It Turns Out Cancer Can Be Killed After All - bagelicious
https://medium.com/@jeffwitzeman/so-it-turns-out-cancer-can-be-killed-after-all-32764ac8d6db
======
DrScump
The article author clearly doesn't understand enough physiology (or English
grammar, usage, and spelling, for that matter) to be making any scientific
conclusions.

For example, his theory that eating only fruits and vegetables starves the
cancer of sugar is ludicrous. Dietary glucose and sucrose (half glucose, half
fructose) occur naturally _only_ in fruits and vegetables; many fruits are, in
fact, quite high in sugar. (The way to starve one's system of sugar is with a
_ketogenic_ diet.)

Similarly, his claim that all cancer cells die at a temperature at which all
healthy cells are safe (or at oxygenation levels that are safe for all healthy
cells) is bogus. Hyperthermia treatments are directed _at the tumor_ and at
higher temperatures than he states. BTW, Lance Armstrong's hyperthermia
therapy was to treat his _testicular cancer_ , not win the Tour de France.

etc. etc.

That said, I'm all for exploring treatments outside the current Western
burn/cut/irradiate paradigm... but beware of utter quackery. US medicine is
largely constrained by what is FDA-approved (for better or worse), a
constraint overseas providers are free of.

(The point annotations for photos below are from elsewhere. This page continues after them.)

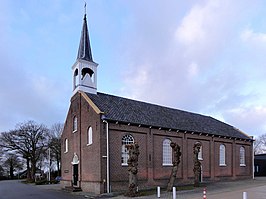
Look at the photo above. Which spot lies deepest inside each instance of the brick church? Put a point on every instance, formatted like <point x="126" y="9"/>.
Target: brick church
<point x="99" y="125"/>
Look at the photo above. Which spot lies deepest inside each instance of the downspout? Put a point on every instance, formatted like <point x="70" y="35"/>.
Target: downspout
<point x="80" y="143"/>
<point x="253" y="159"/>
<point x="107" y="158"/>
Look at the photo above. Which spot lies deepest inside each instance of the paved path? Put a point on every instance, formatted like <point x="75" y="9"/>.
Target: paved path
<point x="14" y="189"/>
<point x="256" y="189"/>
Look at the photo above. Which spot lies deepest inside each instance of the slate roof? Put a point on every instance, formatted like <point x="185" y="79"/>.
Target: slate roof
<point x="84" y="51"/>
<point x="136" y="112"/>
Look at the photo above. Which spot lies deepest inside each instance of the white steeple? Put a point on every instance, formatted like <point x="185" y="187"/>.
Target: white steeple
<point x="84" y="70"/>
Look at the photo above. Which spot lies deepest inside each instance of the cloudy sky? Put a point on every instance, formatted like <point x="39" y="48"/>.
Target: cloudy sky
<point x="203" y="56"/>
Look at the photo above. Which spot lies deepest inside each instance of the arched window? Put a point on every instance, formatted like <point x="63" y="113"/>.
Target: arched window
<point x="75" y="124"/>
<point x="89" y="141"/>
<point x="200" y="156"/>
<point x="167" y="153"/>
<point x="126" y="139"/>
<point x="222" y="155"/>
<point x="75" y="78"/>
<point x="66" y="145"/>
<point x="242" y="156"/>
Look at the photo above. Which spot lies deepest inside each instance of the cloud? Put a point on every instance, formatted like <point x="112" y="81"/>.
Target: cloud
<point x="249" y="35"/>
<point x="194" y="61"/>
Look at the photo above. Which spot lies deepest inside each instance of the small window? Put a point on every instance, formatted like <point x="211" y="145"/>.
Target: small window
<point x="75" y="81"/>
<point x="126" y="139"/>
<point x="222" y="155"/>
<point x="200" y="157"/>
<point x="167" y="153"/>
<point x="242" y="156"/>
<point x="89" y="136"/>
<point x="66" y="145"/>
<point x="75" y="124"/>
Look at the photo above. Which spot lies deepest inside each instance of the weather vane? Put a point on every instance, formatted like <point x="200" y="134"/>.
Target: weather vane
<point x="85" y="5"/>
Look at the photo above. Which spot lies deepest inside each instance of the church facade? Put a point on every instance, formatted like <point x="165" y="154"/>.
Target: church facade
<point x="98" y="126"/>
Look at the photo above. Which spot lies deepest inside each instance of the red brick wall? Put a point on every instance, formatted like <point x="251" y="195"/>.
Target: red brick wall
<point x="150" y="140"/>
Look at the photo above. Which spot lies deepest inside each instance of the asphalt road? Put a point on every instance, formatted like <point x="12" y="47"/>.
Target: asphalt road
<point x="13" y="189"/>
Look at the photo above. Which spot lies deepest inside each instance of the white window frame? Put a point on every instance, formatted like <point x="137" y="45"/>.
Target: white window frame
<point x="66" y="145"/>
<point x="200" y="154"/>
<point x="89" y="136"/>
<point x="222" y="157"/>
<point x="167" y="153"/>
<point x="75" y="124"/>
<point x="242" y="156"/>
<point x="126" y="139"/>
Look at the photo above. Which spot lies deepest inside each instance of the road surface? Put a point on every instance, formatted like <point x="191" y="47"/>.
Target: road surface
<point x="13" y="189"/>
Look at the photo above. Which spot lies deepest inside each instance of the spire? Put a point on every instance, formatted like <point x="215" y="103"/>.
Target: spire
<point x="84" y="51"/>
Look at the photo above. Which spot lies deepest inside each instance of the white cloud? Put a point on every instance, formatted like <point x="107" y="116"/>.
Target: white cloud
<point x="249" y="35"/>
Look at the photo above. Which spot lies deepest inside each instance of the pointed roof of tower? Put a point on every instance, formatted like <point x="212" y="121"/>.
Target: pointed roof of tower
<point x="84" y="51"/>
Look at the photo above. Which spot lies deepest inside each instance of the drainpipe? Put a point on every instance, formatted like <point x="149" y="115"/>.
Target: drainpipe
<point x="107" y="158"/>
<point x="253" y="161"/>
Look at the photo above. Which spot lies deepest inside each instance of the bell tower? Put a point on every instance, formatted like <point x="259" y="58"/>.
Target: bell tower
<point x="84" y="70"/>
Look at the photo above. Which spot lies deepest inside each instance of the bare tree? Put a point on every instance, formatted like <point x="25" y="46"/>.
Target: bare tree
<point x="30" y="140"/>
<point x="12" y="163"/>
<point x="55" y="144"/>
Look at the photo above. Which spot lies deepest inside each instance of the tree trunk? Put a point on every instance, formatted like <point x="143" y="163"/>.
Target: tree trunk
<point x="133" y="150"/>
<point x="177" y="154"/>
<point x="197" y="164"/>
<point x="28" y="169"/>
<point x="11" y="170"/>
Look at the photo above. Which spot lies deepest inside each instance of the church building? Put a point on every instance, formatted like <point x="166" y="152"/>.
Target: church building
<point x="99" y="125"/>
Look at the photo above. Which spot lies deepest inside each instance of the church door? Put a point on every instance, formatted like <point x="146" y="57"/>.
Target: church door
<point x="75" y="174"/>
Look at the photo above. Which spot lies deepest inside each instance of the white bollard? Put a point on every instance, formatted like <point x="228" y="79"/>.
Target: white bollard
<point x="245" y="195"/>
<point x="158" y="192"/>
<point x="174" y="193"/>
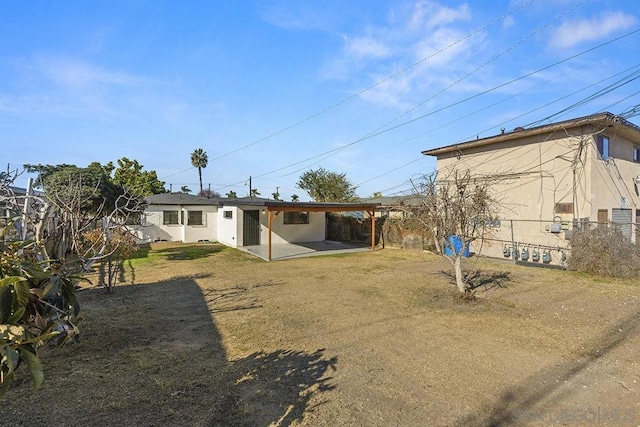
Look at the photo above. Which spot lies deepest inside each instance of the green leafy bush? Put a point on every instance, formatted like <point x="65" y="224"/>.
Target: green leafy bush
<point x="604" y="251"/>
<point x="37" y="305"/>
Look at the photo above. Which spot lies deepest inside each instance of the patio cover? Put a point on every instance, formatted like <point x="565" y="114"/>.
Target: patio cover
<point x="274" y="207"/>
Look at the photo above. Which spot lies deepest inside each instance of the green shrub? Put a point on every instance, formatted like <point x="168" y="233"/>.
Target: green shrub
<point x="604" y="251"/>
<point x="37" y="305"/>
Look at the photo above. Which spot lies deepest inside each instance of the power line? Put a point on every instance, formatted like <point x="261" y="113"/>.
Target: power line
<point x="378" y="83"/>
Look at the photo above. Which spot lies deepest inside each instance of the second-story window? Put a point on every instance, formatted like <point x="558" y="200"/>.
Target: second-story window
<point x="603" y="147"/>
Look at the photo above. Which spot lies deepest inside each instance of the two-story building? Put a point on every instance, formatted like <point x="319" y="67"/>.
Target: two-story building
<point x="553" y="178"/>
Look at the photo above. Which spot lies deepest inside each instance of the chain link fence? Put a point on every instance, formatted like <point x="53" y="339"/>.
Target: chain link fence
<point x="538" y="241"/>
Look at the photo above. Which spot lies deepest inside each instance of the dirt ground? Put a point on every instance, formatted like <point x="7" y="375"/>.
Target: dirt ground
<point x="206" y="335"/>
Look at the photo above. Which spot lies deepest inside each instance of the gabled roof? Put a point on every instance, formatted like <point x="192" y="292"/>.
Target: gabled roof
<point x="603" y="119"/>
<point x="180" y="199"/>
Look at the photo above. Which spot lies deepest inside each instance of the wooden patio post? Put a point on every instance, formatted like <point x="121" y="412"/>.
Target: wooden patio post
<point x="270" y="223"/>
<point x="372" y="215"/>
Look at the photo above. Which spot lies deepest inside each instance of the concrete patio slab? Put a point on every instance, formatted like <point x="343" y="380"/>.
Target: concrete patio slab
<point x="281" y="251"/>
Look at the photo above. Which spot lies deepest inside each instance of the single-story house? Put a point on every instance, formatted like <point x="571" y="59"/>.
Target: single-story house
<point x="238" y="222"/>
<point x="553" y="179"/>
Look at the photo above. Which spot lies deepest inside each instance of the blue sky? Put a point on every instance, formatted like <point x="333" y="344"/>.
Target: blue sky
<point x="272" y="88"/>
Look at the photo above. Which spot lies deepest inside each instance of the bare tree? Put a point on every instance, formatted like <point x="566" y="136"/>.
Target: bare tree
<point x="455" y="208"/>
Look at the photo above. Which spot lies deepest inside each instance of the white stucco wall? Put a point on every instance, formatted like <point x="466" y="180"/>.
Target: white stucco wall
<point x="153" y="228"/>
<point x="228" y="227"/>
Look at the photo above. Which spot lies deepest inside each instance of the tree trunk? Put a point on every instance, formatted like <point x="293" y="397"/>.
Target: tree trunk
<point x="462" y="287"/>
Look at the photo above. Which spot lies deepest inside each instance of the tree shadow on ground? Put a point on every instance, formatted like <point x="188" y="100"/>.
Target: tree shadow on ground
<point x="486" y="280"/>
<point x="525" y="403"/>
<point x="151" y="354"/>
<point x="183" y="253"/>
<point x="273" y="388"/>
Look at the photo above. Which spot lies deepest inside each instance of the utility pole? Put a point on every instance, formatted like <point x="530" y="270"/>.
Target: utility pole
<point x="25" y="208"/>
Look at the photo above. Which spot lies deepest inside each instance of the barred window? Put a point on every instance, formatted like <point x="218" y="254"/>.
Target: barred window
<point x="296" y="217"/>
<point x="170" y="217"/>
<point x="564" y="208"/>
<point x="195" y="218"/>
<point x="603" y="146"/>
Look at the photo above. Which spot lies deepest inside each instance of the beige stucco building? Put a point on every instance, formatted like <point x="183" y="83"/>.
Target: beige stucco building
<point x="553" y="178"/>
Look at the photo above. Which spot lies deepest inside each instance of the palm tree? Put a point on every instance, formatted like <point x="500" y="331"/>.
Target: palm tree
<point x="199" y="159"/>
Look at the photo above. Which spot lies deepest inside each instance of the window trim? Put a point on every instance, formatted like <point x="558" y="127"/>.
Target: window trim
<point x="190" y="219"/>
<point x="295" y="218"/>
<point x="168" y="215"/>
<point x="603" y="144"/>
<point x="563" y="208"/>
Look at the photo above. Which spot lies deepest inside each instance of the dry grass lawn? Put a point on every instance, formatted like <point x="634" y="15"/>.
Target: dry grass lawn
<point x="206" y="335"/>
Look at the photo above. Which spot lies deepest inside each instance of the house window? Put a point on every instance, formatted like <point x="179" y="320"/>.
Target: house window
<point x="603" y="216"/>
<point x="296" y="217"/>
<point x="603" y="147"/>
<point x="564" y="208"/>
<point x="195" y="218"/>
<point x="169" y="217"/>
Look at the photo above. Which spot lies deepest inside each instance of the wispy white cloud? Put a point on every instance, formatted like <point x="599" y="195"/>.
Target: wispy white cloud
<point x="75" y="73"/>
<point x="421" y="31"/>
<point x="572" y="33"/>
<point x="430" y="14"/>
<point x="366" y="47"/>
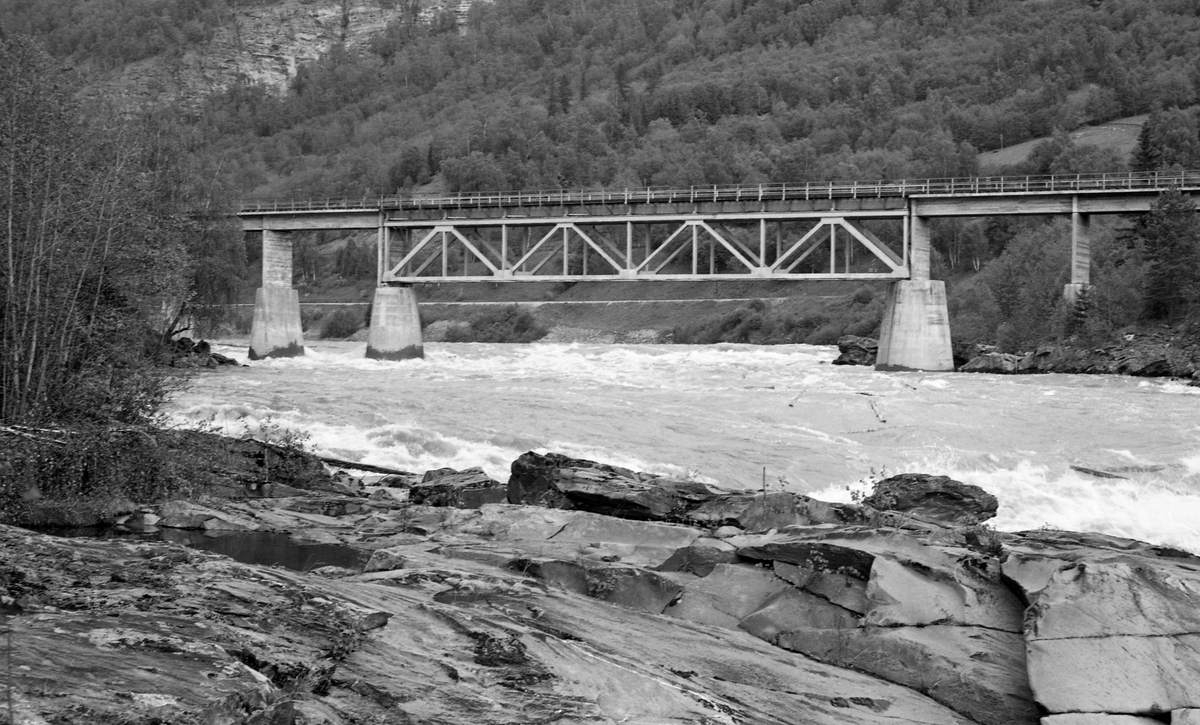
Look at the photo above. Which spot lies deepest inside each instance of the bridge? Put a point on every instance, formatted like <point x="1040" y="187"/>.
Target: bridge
<point x="814" y="231"/>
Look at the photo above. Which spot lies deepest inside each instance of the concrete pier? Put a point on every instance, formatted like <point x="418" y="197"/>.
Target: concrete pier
<point x="1080" y="255"/>
<point x="916" y="329"/>
<point x="395" y="325"/>
<point x="275" y="331"/>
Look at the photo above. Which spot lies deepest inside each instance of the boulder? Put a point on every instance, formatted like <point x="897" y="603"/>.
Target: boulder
<point x="763" y="511"/>
<point x="1113" y="624"/>
<point x="385" y="559"/>
<point x="726" y="595"/>
<point x="467" y="489"/>
<point x="701" y="557"/>
<point x="933" y="498"/>
<point x="627" y="586"/>
<point x="857" y="351"/>
<point x="935" y="618"/>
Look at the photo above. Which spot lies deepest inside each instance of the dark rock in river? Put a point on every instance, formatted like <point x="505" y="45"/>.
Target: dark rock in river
<point x="993" y="361"/>
<point x="467" y="489"/>
<point x="1155" y="354"/>
<point x="933" y="498"/>
<point x="857" y="351"/>
<point x="558" y="481"/>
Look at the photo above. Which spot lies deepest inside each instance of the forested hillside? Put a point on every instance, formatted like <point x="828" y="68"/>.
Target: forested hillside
<point x="522" y="94"/>
<point x="625" y="93"/>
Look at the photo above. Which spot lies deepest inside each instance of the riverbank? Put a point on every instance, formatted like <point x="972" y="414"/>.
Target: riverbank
<point x="595" y="593"/>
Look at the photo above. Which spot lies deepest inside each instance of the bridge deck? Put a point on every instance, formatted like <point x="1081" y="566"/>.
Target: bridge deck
<point x="859" y="229"/>
<point x="1149" y="183"/>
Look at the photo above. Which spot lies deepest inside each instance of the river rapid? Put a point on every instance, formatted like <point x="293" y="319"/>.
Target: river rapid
<point x="727" y="413"/>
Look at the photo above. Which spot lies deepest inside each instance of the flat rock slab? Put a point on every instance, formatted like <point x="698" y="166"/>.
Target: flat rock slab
<point x="1113" y="624"/>
<point x="1135" y="675"/>
<point x="203" y="639"/>
<point x="726" y="595"/>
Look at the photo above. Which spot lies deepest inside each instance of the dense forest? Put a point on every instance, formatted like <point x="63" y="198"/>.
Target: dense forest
<point x="525" y="94"/>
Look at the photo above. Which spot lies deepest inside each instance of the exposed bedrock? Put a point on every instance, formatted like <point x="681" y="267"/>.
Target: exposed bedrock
<point x="623" y="597"/>
<point x="1113" y="625"/>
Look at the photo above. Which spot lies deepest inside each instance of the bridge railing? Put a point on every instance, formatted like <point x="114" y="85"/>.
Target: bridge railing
<point x="744" y="192"/>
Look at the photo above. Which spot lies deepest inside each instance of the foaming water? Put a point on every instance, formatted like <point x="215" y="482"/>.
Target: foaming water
<point x="736" y="415"/>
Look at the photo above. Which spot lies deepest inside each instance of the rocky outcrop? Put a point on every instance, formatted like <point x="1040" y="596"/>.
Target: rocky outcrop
<point x="1152" y="354"/>
<point x="934" y="498"/>
<point x="556" y="480"/>
<point x="467" y="489"/>
<point x="557" y="613"/>
<point x="1113" y="625"/>
<point x="857" y="351"/>
<point x="184" y="352"/>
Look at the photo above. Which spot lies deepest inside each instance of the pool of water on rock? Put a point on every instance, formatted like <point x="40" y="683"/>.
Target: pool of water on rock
<point x="267" y="549"/>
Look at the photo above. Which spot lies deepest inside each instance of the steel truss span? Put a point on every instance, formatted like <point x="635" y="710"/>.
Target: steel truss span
<point x="677" y="249"/>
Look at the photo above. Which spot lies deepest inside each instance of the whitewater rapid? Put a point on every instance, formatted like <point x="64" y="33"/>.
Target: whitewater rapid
<point x="736" y="415"/>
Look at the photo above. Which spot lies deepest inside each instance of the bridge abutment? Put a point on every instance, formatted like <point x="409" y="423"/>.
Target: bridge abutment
<point x="275" y="331"/>
<point x="916" y="329"/>
<point x="395" y="325"/>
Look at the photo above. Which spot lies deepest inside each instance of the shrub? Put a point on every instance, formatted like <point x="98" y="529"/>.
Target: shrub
<point x="341" y="323"/>
<point x="505" y="324"/>
<point x="826" y="334"/>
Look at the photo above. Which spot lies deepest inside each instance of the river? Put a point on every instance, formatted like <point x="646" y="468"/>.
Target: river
<point x="727" y="413"/>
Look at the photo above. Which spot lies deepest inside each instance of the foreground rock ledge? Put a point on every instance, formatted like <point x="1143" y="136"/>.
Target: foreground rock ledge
<point x="623" y="598"/>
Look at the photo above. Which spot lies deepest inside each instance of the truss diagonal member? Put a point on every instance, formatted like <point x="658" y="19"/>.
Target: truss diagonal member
<point x="432" y="258"/>
<point x="599" y="250"/>
<point x="474" y="251"/>
<point x="663" y="246"/>
<point x="533" y="250"/>
<point x="874" y="245"/>
<point x="412" y="253"/>
<point x="745" y="250"/>
<point x="725" y="244"/>
<point x="491" y="247"/>
<point x="609" y="245"/>
<point x="816" y="235"/>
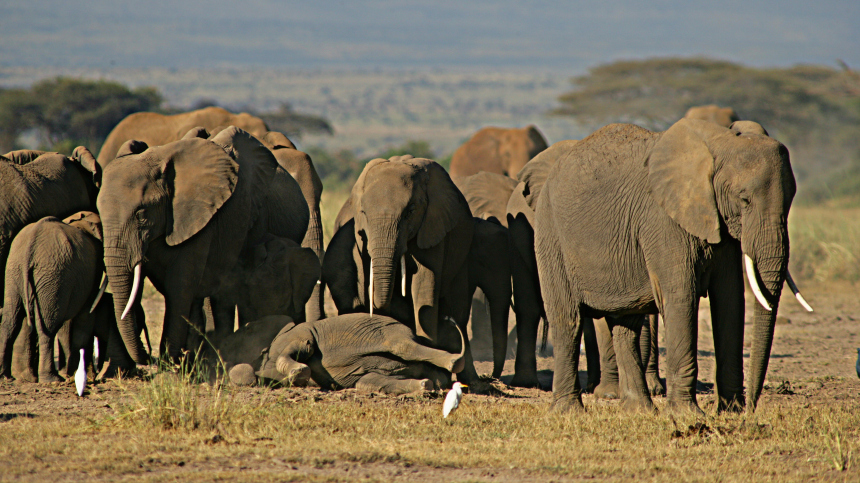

I'll bet the Tijuana clinics mentioned were also big laetrile pushers in the
past... or even _now_.

His paranoia about a primary profit motive to chemo and surgery seems
ludicrous -- if a patient can be cured with far cheaper chemicals and methods,
why wouldn't the Western doctors use _those_ and charge the patient the same
higher rates and make _more_ money?

*Technical note: some organs and tissues NEED glucose; even with no dietary carbohydrate, the body manufactures glucose out of proteins as needed via gluconeogenesis... so the body is never completely sugar-free.

------
joelkesler
Can anyone with relevant knowledge in this field comment on this? Are the
treatments described in the article effective?

The way it is described sounds too good to be true.